O projeto trabalha na perspectiva da arte-educação, possibilitando aulas de música, literatura, informática, esportes, entre outras atividades. Em Fortaleza, a fundação funciona no Parque Itamaraty, periferia da Capital, e abriga também uma exposição permanente sobre a vida e a obra do cantor.

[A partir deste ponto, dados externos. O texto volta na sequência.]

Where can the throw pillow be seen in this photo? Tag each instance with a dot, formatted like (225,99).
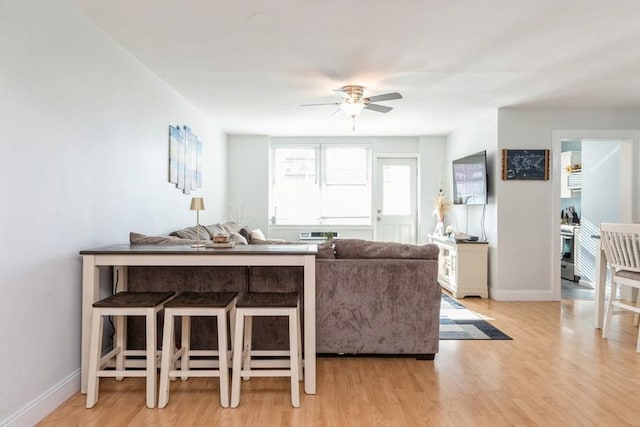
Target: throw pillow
(237,238)
(257,234)
(246,233)
(191,233)
(326,250)
(141,239)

São estes garotos e garotas que subirão em dois diferentes palcos neste domingo para homenageá-lo. Em Orós, um concerto gratuito às 19h, na Praça Matriz, apresentará as principais canções do cearense; já em Fortaleza, o espetáculo musical é no Cineteatro São Luiz, às 18h. Neste, Fagner fará uma participação especial. “Vamos comemorar essa data juntos”, finaliza.
Serviço
“Fagner – O musical”. Dia 13 de outubro de 2019, às 18h, no Cineteatro São Luiz (Rua Major Facundo, 500 – Fortaleza). Ingressos esgotados. Na data do espetáculo, um telão de led transmitirá simultaneamente o evento. Em Orós, apresentação dos garotos da Fundação às 19h, na principal Praça Matriz da cidade. Gratuito.